O pedido faz parte da ação de cobrança movida pelo Ministério Público contra a São José para reaver os prejuízos causados por um acordo irregular, feito em 2002, entre a empresa e o então presidente do Dinfra, que à época fazia o gerenciamento do transporte, Sérgio Simões, na gestão do ex-prefeito Gilmar Dominici (PT).
À época o acordo ilegal, que motivou a condenação da São José em 2013, reduzia de 5% para 1% a taxa de administração do sistema de ônibus pago para a Prefeitura, que deixou de receber R$ 2,8 milhões na ocasião. De acordo com o MP, o valor corrigido que deve ser pago pela São José hoje ultrapassa os R$ 36 milhões. Em busca de garantir o recebimento do montante pela Prefeitura, a Justiça já havia determinado o bloqueio das contas bancárias, ônibus e imóveis da empresa.
Na decisão de agora, o juiz explica que “tendo em vista as tentativas frustradas para a satisfação integral do débito”, aceita o pedido do MP, “fixando em 10% da receita diária, a fim de não inviabilizar seu funcionamento e a prestação dos serviços, nomeando-se depositários seus respectivos representantes legais; caso não haja, fica sujeita a apuração mensal, até o limite do débito”.

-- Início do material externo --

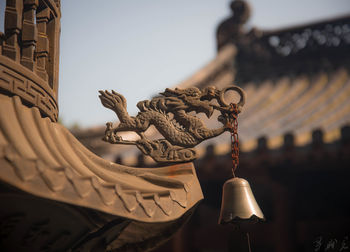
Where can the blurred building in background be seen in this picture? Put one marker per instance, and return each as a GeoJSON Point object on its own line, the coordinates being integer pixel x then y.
{"type": "Point", "coordinates": [294, 132]}
{"type": "Point", "coordinates": [55, 194]}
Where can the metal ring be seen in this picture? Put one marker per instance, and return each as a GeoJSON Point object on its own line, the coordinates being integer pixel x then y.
{"type": "Point", "coordinates": [239, 90]}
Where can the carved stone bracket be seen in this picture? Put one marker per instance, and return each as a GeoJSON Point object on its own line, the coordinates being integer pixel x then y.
{"type": "Point", "coordinates": [170, 115]}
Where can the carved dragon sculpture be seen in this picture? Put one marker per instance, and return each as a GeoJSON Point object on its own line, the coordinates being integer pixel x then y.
{"type": "Point", "coordinates": [181, 132]}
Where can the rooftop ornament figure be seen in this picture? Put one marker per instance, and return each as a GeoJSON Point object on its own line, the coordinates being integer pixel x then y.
{"type": "Point", "coordinates": [185, 131]}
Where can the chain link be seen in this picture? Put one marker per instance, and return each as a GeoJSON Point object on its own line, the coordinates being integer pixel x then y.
{"type": "Point", "coordinates": [233, 125]}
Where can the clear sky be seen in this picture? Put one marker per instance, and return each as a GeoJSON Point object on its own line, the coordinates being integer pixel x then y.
{"type": "Point", "coordinates": [138, 48]}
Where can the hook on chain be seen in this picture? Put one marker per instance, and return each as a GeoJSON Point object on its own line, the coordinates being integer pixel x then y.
{"type": "Point", "coordinates": [233, 126]}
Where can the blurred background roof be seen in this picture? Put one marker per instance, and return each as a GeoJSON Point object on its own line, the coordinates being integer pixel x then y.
{"type": "Point", "coordinates": [138, 48]}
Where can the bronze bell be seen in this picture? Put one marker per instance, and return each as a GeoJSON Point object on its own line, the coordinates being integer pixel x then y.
{"type": "Point", "coordinates": [238, 203]}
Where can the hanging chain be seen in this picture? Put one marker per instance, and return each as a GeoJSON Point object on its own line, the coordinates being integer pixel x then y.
{"type": "Point", "coordinates": [233, 125]}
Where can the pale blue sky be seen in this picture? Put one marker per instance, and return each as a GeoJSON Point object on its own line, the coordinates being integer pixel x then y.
{"type": "Point", "coordinates": [140, 47]}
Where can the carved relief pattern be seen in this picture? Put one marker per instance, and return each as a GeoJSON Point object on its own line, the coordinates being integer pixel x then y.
{"type": "Point", "coordinates": [74, 181]}
{"type": "Point", "coordinates": [170, 116]}
{"type": "Point", "coordinates": [29, 90]}
{"type": "Point", "coordinates": [31, 43]}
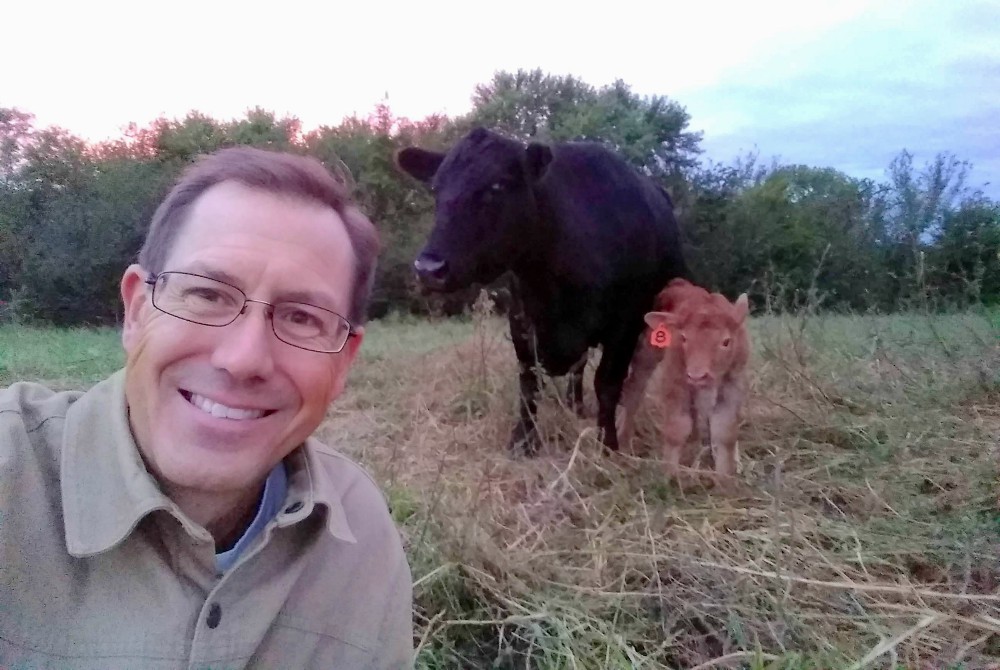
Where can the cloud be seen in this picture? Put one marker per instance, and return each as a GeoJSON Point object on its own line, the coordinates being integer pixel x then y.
{"type": "Point", "coordinates": [923, 77]}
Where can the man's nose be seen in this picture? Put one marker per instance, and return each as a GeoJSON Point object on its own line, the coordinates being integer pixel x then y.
{"type": "Point", "coordinates": [244, 348]}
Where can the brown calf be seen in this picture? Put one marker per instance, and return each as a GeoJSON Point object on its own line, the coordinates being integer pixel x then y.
{"type": "Point", "coordinates": [700, 342]}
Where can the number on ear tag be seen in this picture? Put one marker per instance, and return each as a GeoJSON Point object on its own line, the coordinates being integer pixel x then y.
{"type": "Point", "coordinates": [660, 337]}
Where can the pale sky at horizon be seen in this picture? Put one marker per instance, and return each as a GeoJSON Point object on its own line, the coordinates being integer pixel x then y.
{"type": "Point", "coordinates": [845, 84]}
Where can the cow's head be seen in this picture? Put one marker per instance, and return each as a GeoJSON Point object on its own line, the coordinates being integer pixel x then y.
{"type": "Point", "coordinates": [485, 211]}
{"type": "Point", "coordinates": [709, 330]}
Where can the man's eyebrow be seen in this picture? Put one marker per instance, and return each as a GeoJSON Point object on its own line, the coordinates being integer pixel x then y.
{"type": "Point", "coordinates": [317, 298]}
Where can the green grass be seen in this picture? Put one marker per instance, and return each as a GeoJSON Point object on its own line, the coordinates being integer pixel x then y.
{"type": "Point", "coordinates": [866, 526]}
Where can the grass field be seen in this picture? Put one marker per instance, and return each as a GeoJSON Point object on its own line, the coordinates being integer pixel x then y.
{"type": "Point", "coordinates": [865, 531]}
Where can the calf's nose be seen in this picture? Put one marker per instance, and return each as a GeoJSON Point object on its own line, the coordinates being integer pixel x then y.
{"type": "Point", "coordinates": [698, 378]}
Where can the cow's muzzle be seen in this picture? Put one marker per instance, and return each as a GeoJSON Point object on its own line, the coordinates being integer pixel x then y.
{"type": "Point", "coordinates": [432, 272]}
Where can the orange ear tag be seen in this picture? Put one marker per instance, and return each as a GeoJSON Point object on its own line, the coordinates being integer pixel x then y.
{"type": "Point", "coordinates": [660, 337]}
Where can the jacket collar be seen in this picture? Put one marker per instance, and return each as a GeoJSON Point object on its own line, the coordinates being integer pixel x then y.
{"type": "Point", "coordinates": [107, 491]}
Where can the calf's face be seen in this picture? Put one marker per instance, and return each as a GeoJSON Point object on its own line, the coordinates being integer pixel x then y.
{"type": "Point", "coordinates": [484, 207]}
{"type": "Point", "coordinates": [710, 336]}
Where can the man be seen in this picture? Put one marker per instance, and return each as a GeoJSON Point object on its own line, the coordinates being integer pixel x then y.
{"type": "Point", "coordinates": [178, 514]}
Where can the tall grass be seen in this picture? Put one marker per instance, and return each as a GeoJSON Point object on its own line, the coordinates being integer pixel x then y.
{"type": "Point", "coordinates": [865, 532]}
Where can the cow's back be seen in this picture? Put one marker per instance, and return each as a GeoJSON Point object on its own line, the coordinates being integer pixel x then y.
{"type": "Point", "coordinates": [608, 225]}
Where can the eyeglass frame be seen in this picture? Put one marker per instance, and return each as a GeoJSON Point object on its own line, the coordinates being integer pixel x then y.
{"type": "Point", "coordinates": [153, 277]}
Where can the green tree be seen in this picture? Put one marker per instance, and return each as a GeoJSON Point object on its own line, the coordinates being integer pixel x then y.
{"type": "Point", "coordinates": [649, 132]}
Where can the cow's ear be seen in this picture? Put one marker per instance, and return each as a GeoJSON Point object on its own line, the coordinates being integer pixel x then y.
{"type": "Point", "coordinates": [419, 163]}
{"type": "Point", "coordinates": [538, 158]}
{"type": "Point", "coordinates": [742, 307]}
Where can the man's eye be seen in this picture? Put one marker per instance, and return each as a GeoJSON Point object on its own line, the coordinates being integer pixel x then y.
{"type": "Point", "coordinates": [301, 318]}
{"type": "Point", "coordinates": [206, 295]}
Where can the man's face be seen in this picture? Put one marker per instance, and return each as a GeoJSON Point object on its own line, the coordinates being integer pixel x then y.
{"type": "Point", "coordinates": [273, 248]}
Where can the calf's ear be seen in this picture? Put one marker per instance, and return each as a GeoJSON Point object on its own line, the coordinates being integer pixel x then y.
{"type": "Point", "coordinates": [654, 319]}
{"type": "Point", "coordinates": [419, 163]}
{"type": "Point", "coordinates": [537, 157]}
{"type": "Point", "coordinates": [742, 307]}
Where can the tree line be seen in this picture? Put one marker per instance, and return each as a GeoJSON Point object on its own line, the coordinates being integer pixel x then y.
{"type": "Point", "coordinates": [73, 214]}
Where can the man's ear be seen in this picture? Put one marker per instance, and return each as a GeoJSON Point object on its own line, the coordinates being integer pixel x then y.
{"type": "Point", "coordinates": [420, 164]}
{"type": "Point", "coordinates": [134, 299]}
{"type": "Point", "coordinates": [537, 159]}
{"type": "Point", "coordinates": [354, 344]}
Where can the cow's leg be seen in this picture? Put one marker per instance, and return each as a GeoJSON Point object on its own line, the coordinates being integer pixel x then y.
{"type": "Point", "coordinates": [644, 362]}
{"type": "Point", "coordinates": [574, 387]}
{"type": "Point", "coordinates": [524, 437]}
{"type": "Point", "coordinates": [608, 381]}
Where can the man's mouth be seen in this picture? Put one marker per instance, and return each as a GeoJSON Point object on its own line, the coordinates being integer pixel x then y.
{"type": "Point", "coordinates": [221, 411]}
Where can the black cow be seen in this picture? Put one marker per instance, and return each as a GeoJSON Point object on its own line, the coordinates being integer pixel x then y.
{"type": "Point", "coordinates": [588, 240]}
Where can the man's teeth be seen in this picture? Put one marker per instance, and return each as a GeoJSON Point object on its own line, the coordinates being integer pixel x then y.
{"type": "Point", "coordinates": [223, 412]}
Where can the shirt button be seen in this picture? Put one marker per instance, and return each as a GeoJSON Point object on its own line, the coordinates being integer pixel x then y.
{"type": "Point", "coordinates": [214, 615]}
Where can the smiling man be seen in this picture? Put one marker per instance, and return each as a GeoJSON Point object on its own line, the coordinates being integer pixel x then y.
{"type": "Point", "coordinates": [179, 514]}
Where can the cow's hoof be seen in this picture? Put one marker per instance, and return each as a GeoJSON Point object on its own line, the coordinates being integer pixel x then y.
{"type": "Point", "coordinates": [523, 442]}
{"type": "Point", "coordinates": [610, 440]}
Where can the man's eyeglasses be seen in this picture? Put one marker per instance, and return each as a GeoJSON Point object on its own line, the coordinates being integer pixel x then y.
{"type": "Point", "coordinates": [211, 302]}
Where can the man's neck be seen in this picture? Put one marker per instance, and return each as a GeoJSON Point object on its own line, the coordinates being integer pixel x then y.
{"type": "Point", "coordinates": [225, 516]}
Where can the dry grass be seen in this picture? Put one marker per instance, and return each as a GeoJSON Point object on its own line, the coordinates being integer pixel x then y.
{"type": "Point", "coordinates": [865, 532]}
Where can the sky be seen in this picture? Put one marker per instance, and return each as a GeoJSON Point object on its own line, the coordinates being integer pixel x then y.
{"type": "Point", "coordinates": [846, 84]}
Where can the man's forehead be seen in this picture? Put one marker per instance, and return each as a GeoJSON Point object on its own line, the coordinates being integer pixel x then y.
{"type": "Point", "coordinates": [243, 236]}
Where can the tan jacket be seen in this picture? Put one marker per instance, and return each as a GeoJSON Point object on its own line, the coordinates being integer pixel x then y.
{"type": "Point", "coordinates": [99, 570]}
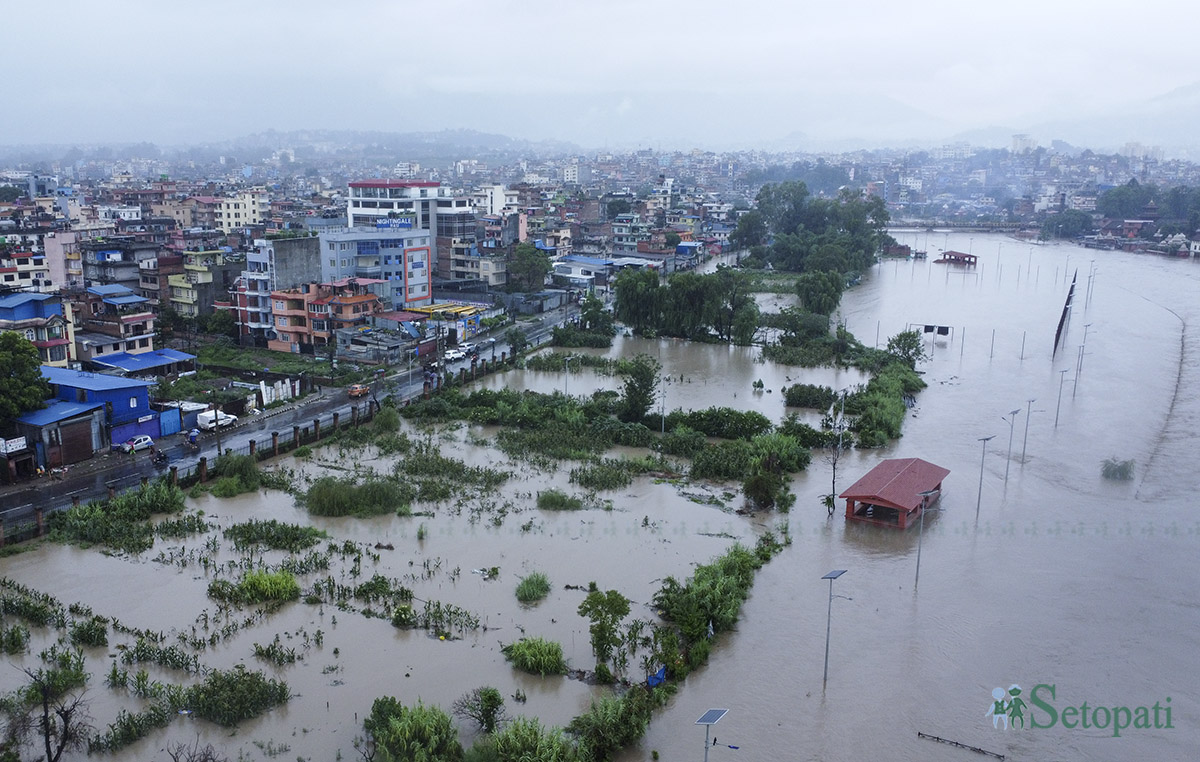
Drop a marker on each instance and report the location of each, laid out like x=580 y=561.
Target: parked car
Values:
x=137 y=443
x=209 y=420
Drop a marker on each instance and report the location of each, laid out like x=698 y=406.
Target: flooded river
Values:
x=1063 y=579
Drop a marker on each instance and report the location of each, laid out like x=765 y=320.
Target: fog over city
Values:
x=617 y=75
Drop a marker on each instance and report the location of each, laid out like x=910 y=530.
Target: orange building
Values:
x=306 y=317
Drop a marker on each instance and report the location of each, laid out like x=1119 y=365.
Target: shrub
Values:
x=231 y=696
x=809 y=396
x=274 y=534
x=1113 y=468
x=558 y=501
x=537 y=657
x=330 y=496
x=527 y=739
x=257 y=587
x=533 y=587
x=724 y=462
x=91 y=631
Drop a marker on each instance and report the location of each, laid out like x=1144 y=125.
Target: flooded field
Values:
x=1065 y=579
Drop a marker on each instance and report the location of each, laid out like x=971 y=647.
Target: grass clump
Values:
x=257 y=587
x=1114 y=468
x=229 y=696
x=331 y=496
x=274 y=534
x=120 y=523
x=558 y=501
x=533 y=587
x=537 y=655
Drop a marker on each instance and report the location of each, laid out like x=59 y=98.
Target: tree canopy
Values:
x=22 y=385
x=841 y=234
x=528 y=268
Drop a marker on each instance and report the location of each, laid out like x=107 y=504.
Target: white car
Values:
x=137 y=443
x=211 y=419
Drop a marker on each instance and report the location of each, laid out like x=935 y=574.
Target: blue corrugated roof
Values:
x=593 y=261
x=125 y=299
x=106 y=289
x=93 y=382
x=58 y=411
x=13 y=300
x=144 y=360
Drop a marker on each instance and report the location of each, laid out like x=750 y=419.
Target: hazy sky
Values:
x=727 y=73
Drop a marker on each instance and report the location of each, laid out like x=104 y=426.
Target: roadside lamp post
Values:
x=708 y=720
x=982 y=459
x=833 y=575
x=1025 y=442
x=567 y=370
x=921 y=532
x=1012 y=419
x=1062 y=377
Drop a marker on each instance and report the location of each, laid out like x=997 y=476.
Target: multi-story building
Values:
x=115 y=261
x=371 y=201
x=239 y=211
x=109 y=318
x=155 y=281
x=24 y=269
x=273 y=264
x=39 y=318
x=65 y=256
x=307 y=316
x=208 y=276
x=402 y=257
x=628 y=231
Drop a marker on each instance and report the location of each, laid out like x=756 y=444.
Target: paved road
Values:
x=91 y=479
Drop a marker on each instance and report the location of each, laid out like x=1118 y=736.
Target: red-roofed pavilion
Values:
x=891 y=495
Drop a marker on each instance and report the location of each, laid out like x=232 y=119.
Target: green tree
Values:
x=1126 y=201
x=1068 y=223
x=605 y=611
x=484 y=706
x=221 y=323
x=907 y=347
x=22 y=385
x=618 y=207
x=399 y=733
x=528 y=268
x=641 y=384
x=820 y=292
x=751 y=231
x=637 y=299
x=594 y=318
x=516 y=339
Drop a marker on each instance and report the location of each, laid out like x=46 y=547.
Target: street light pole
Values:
x=921 y=533
x=1062 y=377
x=1029 y=409
x=982 y=459
x=833 y=575
x=1012 y=419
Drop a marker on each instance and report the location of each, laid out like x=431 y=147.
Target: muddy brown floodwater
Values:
x=1065 y=579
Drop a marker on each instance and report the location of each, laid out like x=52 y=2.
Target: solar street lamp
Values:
x=708 y=720
x=982 y=459
x=921 y=532
x=833 y=575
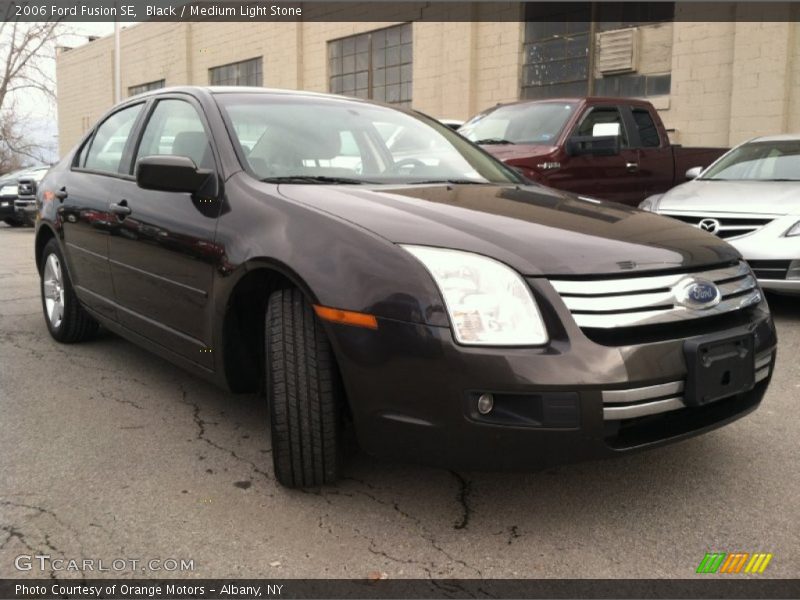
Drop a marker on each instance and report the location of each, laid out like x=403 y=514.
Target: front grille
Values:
x=638 y=301
x=770 y=269
x=724 y=227
x=653 y=399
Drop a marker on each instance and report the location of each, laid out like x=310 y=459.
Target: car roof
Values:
x=579 y=100
x=783 y=137
x=241 y=89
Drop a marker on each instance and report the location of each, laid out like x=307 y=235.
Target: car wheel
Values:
x=66 y=319
x=304 y=393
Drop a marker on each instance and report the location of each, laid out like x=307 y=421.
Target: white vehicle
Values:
x=751 y=198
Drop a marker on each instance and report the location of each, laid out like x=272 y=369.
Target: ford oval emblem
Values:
x=698 y=293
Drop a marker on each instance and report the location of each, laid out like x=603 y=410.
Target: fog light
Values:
x=794 y=270
x=485 y=404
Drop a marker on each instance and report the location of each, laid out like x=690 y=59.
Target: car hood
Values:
x=536 y=230
x=507 y=152
x=767 y=197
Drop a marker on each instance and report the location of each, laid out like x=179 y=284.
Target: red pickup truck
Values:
x=609 y=148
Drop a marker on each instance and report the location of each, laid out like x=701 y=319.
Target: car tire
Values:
x=67 y=321
x=304 y=393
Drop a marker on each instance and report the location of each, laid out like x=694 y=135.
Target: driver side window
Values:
x=176 y=129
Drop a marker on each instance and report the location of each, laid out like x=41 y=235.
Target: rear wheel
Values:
x=304 y=393
x=66 y=319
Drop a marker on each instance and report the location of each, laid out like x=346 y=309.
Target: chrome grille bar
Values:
x=628 y=302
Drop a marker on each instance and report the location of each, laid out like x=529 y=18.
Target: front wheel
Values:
x=304 y=393
x=66 y=319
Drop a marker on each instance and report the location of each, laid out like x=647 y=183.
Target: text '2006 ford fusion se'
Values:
x=373 y=271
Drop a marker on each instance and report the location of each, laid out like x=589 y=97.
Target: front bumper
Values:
x=412 y=392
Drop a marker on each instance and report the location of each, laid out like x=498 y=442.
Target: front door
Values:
x=83 y=195
x=163 y=255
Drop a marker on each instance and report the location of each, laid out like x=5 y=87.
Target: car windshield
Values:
x=309 y=139
x=758 y=161
x=527 y=123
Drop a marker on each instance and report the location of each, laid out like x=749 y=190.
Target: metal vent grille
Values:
x=617 y=51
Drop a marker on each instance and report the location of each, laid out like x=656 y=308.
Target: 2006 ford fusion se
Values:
x=373 y=271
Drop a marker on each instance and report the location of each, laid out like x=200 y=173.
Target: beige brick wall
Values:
x=731 y=80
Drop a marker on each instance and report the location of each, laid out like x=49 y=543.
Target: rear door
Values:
x=606 y=177
x=163 y=255
x=654 y=162
x=84 y=193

O magistrado afirma ainda que a empresa deverá depositar judicialmente todos os meses os valores obtidos com os 10% do faturamento.
Logo após tomar conhecimento da decisão, no início da noite de ontem, 1º de dezembro, a reportagem tentou contato com o gerente da Empresa São José em Franca, Delismar Rodrigues, mas ele não foi encontrado na sede da empresa.